In this way, having a favorite market, especially one favorite Forex market, can help you contain your risk. If you’re most likely to only trade one pair, you obviously are less likely to over-leverage your account by trading multiple pairs at the same time.

Reduces temptation to trade

Imagine you only look at one pair ever. You don’t have to do this of course, but let’s use a hypothetical scenario for a minute. If you only ever had one chart open and that was the only market you ever looked at, how significantly do you think you would reduce the temptations of the market?
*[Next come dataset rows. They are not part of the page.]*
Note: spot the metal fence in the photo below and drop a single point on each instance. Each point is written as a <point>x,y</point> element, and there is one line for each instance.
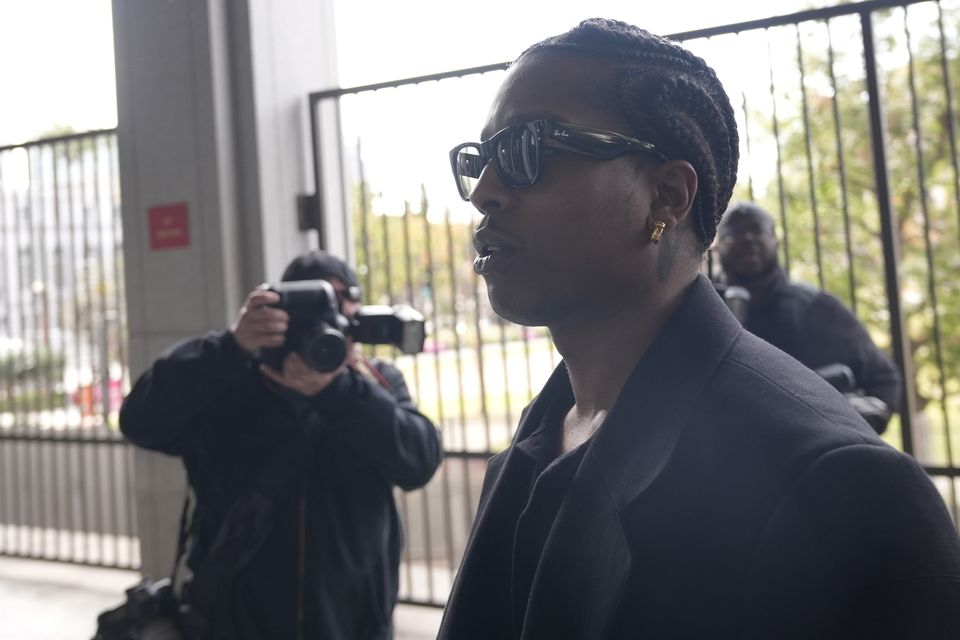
<point>66,482</point>
<point>848,135</point>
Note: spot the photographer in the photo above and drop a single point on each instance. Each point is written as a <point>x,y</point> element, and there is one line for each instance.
<point>295,533</point>
<point>810,325</point>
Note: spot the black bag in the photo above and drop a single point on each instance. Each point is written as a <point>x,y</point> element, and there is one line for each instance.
<point>153,611</point>
<point>150,612</point>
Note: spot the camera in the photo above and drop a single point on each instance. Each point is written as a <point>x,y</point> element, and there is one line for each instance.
<point>318,332</point>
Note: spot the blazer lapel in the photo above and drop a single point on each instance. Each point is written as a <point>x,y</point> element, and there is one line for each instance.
<point>586,560</point>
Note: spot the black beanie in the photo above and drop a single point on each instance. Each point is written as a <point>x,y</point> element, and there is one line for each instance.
<point>320,265</point>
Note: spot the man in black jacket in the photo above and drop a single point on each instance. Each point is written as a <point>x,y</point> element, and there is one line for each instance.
<point>810,325</point>
<point>295,534</point>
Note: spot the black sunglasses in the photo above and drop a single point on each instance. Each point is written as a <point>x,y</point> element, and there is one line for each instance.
<point>517,151</point>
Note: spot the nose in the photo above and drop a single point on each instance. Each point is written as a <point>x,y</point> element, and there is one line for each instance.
<point>490,194</point>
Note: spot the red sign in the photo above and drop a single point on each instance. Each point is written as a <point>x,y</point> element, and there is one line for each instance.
<point>169,226</point>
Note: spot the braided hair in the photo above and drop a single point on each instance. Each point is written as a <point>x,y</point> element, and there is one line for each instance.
<point>671,98</point>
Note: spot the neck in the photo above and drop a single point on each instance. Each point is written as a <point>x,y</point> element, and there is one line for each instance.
<point>601,353</point>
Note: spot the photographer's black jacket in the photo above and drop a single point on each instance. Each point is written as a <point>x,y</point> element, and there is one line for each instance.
<point>330,560</point>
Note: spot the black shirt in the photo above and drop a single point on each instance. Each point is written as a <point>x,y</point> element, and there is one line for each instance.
<point>549,479</point>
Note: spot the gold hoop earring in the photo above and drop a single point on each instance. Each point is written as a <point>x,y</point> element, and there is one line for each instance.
<point>657,232</point>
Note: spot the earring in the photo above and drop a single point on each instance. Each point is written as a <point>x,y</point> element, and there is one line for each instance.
<point>657,232</point>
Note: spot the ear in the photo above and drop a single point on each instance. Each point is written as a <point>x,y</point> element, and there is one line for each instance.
<point>676,183</point>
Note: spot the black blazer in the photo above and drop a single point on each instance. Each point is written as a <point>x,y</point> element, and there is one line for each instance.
<point>730,493</point>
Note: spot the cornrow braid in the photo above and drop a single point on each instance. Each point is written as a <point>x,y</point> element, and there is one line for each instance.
<point>671,98</point>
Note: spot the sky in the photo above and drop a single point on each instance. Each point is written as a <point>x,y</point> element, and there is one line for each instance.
<point>56,56</point>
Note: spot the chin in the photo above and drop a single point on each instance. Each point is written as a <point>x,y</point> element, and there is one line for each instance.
<point>520,308</point>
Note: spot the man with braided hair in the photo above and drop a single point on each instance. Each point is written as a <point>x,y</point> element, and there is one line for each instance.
<point>295,532</point>
<point>676,477</point>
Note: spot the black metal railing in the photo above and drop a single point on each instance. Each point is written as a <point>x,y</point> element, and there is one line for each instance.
<point>860,172</point>
<point>66,490</point>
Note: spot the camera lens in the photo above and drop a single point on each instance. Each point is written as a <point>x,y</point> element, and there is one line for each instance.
<point>324,350</point>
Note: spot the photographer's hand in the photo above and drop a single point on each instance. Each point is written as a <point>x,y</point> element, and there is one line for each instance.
<point>258,324</point>
<point>300,377</point>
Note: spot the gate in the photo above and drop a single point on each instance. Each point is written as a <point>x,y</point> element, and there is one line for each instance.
<point>66,483</point>
<point>861,174</point>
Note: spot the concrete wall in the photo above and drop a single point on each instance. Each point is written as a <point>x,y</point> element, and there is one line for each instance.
<point>212,104</point>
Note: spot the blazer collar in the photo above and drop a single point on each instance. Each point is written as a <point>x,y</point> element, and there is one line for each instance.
<point>636,440</point>
<point>579,591</point>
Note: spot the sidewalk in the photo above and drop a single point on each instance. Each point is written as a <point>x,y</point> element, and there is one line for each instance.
<point>42,600</point>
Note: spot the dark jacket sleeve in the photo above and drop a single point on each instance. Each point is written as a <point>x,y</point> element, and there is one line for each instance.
<point>870,551</point>
<point>164,411</point>
<point>836,328</point>
<point>382,425</point>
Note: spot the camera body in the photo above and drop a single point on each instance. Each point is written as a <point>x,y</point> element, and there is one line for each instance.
<point>319,333</point>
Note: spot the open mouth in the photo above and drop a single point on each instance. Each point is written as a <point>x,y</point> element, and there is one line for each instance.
<point>492,253</point>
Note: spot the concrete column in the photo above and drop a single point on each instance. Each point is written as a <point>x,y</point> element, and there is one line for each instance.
<point>214,148</point>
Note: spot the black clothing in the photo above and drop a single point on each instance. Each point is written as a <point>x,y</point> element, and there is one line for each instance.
<point>818,330</point>
<point>730,493</point>
<point>328,569</point>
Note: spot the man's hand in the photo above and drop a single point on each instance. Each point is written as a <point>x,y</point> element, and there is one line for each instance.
<point>258,324</point>
<point>299,377</point>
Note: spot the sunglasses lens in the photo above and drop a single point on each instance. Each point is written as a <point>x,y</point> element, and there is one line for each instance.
<point>516,156</point>
<point>467,167</point>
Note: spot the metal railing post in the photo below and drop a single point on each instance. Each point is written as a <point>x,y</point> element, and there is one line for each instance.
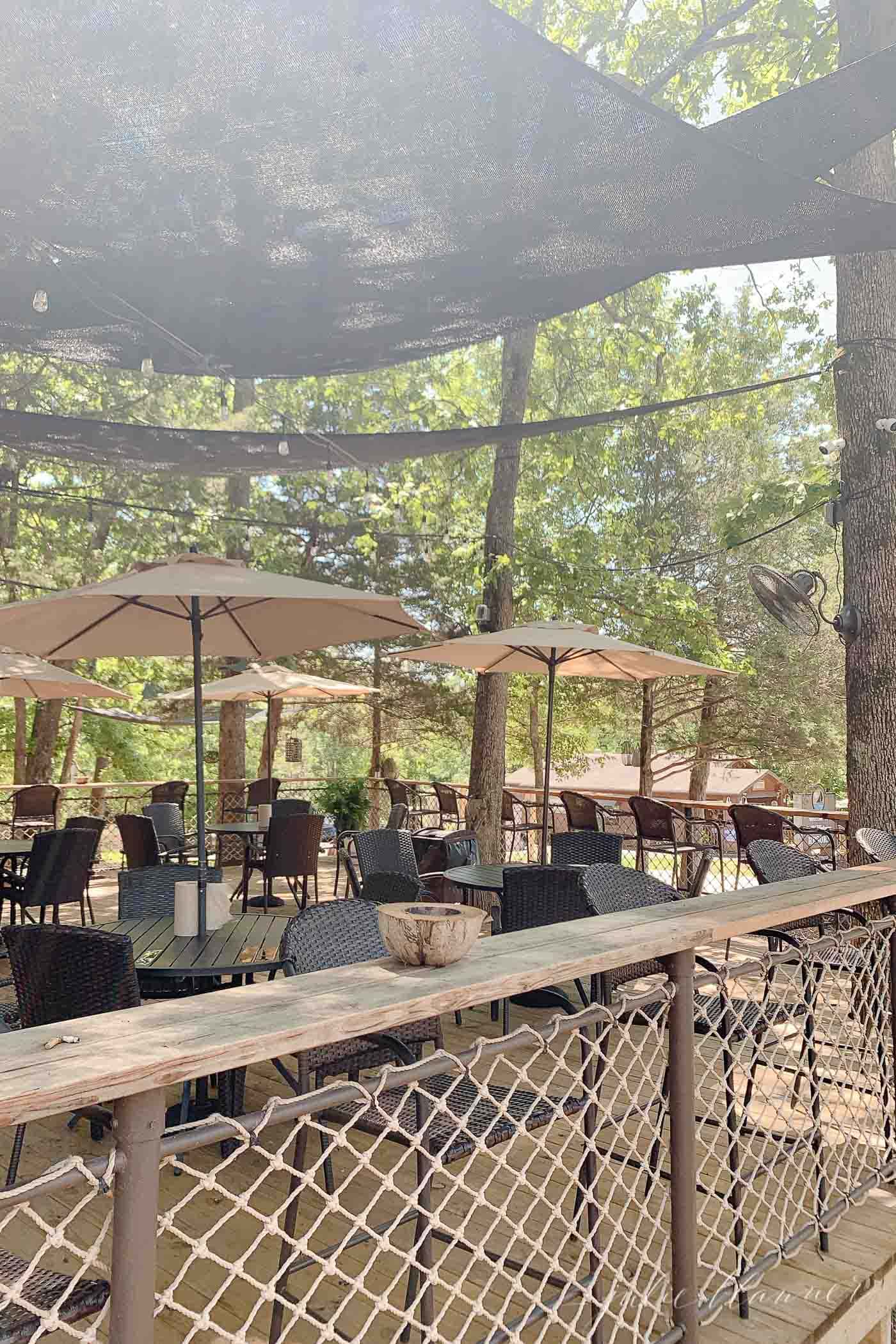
<point>683,1146</point>
<point>138,1126</point>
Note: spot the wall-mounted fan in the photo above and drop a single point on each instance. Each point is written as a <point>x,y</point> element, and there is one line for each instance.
<point>792,600</point>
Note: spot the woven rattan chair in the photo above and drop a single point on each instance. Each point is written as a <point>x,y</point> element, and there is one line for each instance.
<point>63,972</point>
<point>610,889</point>
<point>291,808</point>
<point>35,807</point>
<point>449,801</point>
<point>292,851</point>
<point>45,1289</point>
<point>139,840</point>
<point>753,823</point>
<point>340,933</point>
<point>97,826</point>
<point>518,819</point>
<point>585,847</point>
<point>662,829</point>
<point>57,876</point>
<point>171,832</point>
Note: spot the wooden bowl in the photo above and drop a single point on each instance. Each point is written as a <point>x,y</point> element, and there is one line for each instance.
<point>422,933</point>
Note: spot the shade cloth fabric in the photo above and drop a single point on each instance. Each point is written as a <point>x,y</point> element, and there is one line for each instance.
<point>580,651</point>
<point>30,678</point>
<point>304,189</point>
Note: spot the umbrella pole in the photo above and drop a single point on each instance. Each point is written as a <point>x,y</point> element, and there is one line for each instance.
<point>548,741</point>
<point>196,628</point>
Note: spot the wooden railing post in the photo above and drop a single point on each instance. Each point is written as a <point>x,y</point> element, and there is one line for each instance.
<point>683,1147</point>
<point>139,1124</point>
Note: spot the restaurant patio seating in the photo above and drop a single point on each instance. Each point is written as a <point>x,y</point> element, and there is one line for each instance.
<point>47,1291</point>
<point>35,807</point>
<point>57,876</point>
<point>753,823</point>
<point>139,840</point>
<point>516,819</point>
<point>585,847</point>
<point>292,851</point>
<point>444,1120</point>
<point>63,972</point>
<point>586,813</point>
<point>662,829</point>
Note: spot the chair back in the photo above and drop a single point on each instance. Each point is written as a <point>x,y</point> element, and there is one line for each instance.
<point>582,811</point>
<point>536,895</point>
<point>877,844</point>
<point>139,840</point>
<point>753,823</point>
<point>168,822</point>
<point>653,820</point>
<point>260,792</point>
<point>447,799</point>
<point>385,851</point>
<point>292,845</point>
<point>61,972</point>
<point>172,790</point>
<point>96,824</point>
<point>337,933</point>
<point>383,888</point>
<point>398,792</point>
<point>35,803</point>
<point>151,892</point>
<point>291,808</point>
<point>585,847</point>
<point>776,862</point>
<point>398,817</point>
<point>58,867</point>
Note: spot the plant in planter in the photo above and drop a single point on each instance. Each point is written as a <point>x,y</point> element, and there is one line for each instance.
<point>347,801</point>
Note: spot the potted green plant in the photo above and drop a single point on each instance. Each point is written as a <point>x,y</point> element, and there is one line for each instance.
<point>347,800</point>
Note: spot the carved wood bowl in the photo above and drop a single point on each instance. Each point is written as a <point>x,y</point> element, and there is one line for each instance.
<point>424,933</point>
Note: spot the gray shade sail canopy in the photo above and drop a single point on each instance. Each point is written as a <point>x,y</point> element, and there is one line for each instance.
<point>344,186</point>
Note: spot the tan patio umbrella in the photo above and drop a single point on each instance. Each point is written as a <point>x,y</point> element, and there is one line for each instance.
<point>561,650</point>
<point>195,604</point>
<point>270,682</point>
<point>33,679</point>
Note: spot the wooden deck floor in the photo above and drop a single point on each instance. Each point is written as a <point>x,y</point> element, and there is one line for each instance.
<point>806,1300</point>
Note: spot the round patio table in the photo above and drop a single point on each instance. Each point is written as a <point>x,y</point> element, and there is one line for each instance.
<point>248,829</point>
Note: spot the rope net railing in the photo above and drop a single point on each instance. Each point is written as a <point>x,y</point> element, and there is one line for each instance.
<point>507,1186</point>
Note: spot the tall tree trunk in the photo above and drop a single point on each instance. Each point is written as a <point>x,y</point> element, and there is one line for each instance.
<point>705,738</point>
<point>865,392</point>
<point>490,717</point>
<point>232,738</point>
<point>72,746</point>
<point>276,711</point>
<point>20,750</point>
<point>648,703</point>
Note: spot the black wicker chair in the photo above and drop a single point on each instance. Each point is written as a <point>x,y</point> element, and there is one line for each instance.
<point>664,829</point>
<point>585,847</point>
<point>49,1292</point>
<point>753,823</point>
<point>610,889</point>
<point>342,933</point>
<point>57,876</point>
<point>292,851</point>
<point>97,826</point>
<point>63,972</point>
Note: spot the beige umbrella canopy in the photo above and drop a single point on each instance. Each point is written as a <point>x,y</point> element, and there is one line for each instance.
<point>558,648</point>
<point>270,682</point>
<point>23,675</point>
<point>200,604</point>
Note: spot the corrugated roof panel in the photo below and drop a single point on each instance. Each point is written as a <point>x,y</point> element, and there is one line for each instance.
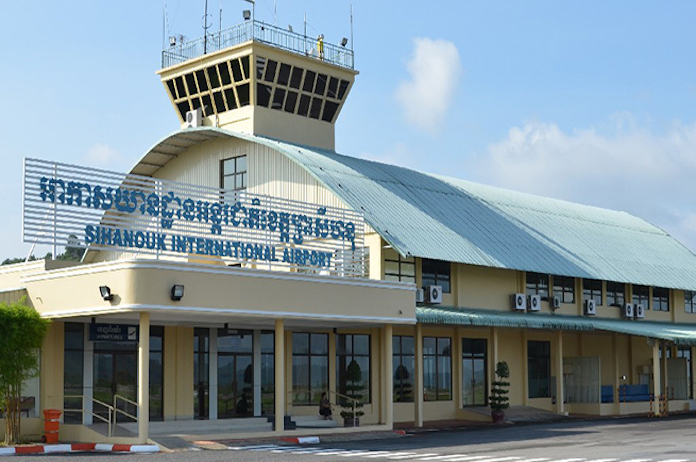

As I said above and many times in other articles, traders mostly lose due to trading too frequently, so if you simply limit the number of markets you look at it, you are going to drastically reduce the temptation to over-trade and thus drastically reduce your chances of losing money unnecessarily.

Conclusion

Try focusing on only one Forex market for a few months, pick one you feel the most comfortable with and that you know the most about and really get intimate with it.  Of course, before you can successfully trade any market, you need to learn to read a price chart and the price action patterns that appear. Getting familiar and ‘intimate’ with one market’s price action is really the core objective for any novice trader. Once you master one market you can start adding more.